Donna Rockwell: How old were you when you started meditating?
Charlotte Joko Beck: Thirty-nine, forty, somewhere in there.
Donna Rockwell: Did you have any realization through meditation?
Charlotte Joko Beck: No. Of course we have realizations, but that’s not really what drives practice.
Donna Rockwell: Will you say more about that?
Charlotte Joko Beck: I meet all sorts of people who’ve had all sorts of experiences and they’re still confused and not doing very well in their life. Experiences are not enough. My students learn that if they have so-called experiences, I really don’t care much about hearing about them. I just tell them, “Yeah, that’s O.K. Don’t hold onto it. And how are you getting along with your mother?” Otherwise, they get stuck there. It’s not the important thing in practice.
Donna Rockwell: And may I ask you what is?
Charlotte Joko Beck: Learning how to deal with one’s personal, egotistic self. That’s the work. Very, very difficult.
Donna Rockwell: There seems to be a payoff, though, because you feel alive instead of dead.
Charlotte Joko Beck: I wouldn’t say a payoff. You’re returning to the source, you might say—what you always were, but which was severely covered by your core belief and all its systems. And when those get weaker, you do feel joy. I mean, then it’s no big deal to do the dishes and clean up the house and go to work and things like that.
Donna Rockwell: Doing the dishes is a great meditation—especially if you hate it…
Charlotte Joko Beck: Well, if your mind wanders to other things while you’re doing the dishes, just return it to the dishes. Meditation isn’t something special. It’s not a special way of being. It’s simply being aware of what is going on.
Donna Rockwell: Doesn’t sitting meditation prepare the ground to do that?
Charlotte Joko Beck: Sure. It gives you the strength to face the more complex things in your life. You’re not meeting anything much when you’re sitting except your little mind. That’s relatively easy when compared to some of the complex situations we have to live our way through. Sitting gives you the ability to work with your life.
Donna Rockwell: I read your books.
Charlotte Joko Beck: Oh you read. Well, give up reading, O.K.?

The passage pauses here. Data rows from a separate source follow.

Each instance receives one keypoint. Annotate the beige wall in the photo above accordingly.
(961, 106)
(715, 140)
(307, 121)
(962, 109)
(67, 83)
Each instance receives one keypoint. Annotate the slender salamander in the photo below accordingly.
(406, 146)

Donna Rockwell: Give up reading your books?
Charlotte Joko Beck: Well, they’re all right. Read them once and that’s enough. Books are useful. But some people read for fifty years, you know. And they haven’t begun their practice.
Donna Rockwell: How would you describe self-discovery?

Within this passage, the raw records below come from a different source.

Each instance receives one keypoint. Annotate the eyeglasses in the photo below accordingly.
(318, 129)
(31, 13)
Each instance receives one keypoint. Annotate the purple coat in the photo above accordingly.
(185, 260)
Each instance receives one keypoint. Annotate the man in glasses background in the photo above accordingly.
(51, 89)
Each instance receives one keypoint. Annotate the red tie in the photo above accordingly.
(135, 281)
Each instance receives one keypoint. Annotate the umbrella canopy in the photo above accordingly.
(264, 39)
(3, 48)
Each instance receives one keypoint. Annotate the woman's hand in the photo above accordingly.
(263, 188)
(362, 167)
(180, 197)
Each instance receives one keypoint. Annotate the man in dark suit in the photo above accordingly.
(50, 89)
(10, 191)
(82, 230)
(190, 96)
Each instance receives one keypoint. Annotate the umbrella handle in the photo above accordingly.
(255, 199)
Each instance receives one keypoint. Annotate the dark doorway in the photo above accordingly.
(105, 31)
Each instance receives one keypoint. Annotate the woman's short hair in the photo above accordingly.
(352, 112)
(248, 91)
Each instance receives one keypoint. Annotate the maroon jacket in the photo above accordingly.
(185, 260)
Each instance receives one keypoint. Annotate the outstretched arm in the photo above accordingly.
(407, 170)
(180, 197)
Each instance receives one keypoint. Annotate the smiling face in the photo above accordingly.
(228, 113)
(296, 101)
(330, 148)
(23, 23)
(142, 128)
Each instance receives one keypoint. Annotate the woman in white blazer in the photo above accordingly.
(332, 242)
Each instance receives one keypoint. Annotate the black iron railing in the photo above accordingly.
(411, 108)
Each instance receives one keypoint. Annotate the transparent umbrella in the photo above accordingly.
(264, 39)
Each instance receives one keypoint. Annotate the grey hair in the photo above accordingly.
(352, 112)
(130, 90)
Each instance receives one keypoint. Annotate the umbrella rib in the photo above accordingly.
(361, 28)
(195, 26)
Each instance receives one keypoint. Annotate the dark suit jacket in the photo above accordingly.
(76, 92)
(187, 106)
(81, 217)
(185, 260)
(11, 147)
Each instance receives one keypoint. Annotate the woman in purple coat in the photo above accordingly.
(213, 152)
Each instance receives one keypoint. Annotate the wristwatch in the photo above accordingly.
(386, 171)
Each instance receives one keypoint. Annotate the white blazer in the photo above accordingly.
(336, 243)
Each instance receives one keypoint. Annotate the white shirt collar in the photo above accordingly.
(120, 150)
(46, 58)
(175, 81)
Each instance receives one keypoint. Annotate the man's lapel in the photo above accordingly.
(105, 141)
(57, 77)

Charlotte Joko Beck: You’re really just an ongoing set of events: boom, boom, boom, boom, boom, one after the other. The awareness is keeping up with those events, seeing your life unfolding as it is, not your ideas of it, not your pictures of it. See what I mean?
Donna Rockwell: How would you define meditation?
Charlotte Joko Beck: Awareness of what is, mentally, physically.
Donna Rockwell: Can you please complete the following sentences for me? “The experience of meditation is…”
Charlotte Joko Beck: “…awareness of what is.”
Donna Rockwell: “Meditative awareness has changed my life in the following way…”
Charlotte Joko Beck: “It has changed my life in the direction of it being more harmonious, more satisfactory, more joyful and more useful probably.” Though I don’t think much in those terms. I don’t wake up in the morning thinking I’m going to be useful. I really think about what I’m going to have for breakfast.”
Donna Rockwell: “The one thing awareness has taught me that I want to share with all people is that…”
Charlotte Joko Beck: I don’t want to share anything with all people.
Donna Rockwell: Who do you want to share with?
Charlotte Joko Beck: Nobody. I just live my life. I don’t go around wanting to share something. That’s extra.
Donna Rockwell: Could you talk about that a little bit?
Charlotte Joko Beck: Well, there’s a little shade of piety that creeps into practice. You know, “I have this wonderful practice, I want to share it with everyone.” There’s an error in that. You could probably figure it out yourself.
Donna Rockwell: I think that’s something I need to learn.
Charlotte Joko Beck: You and I know there’s nothing that’s going to make me run away faster than somebody who comes around and wants to be helpful. You know what I mean? I don’t want people to be helpful to me. I just want to live my own life.
Donna Rockwell: Do you think you share yourself?
Charlotte Joko Beck: Yeah, but who’s that?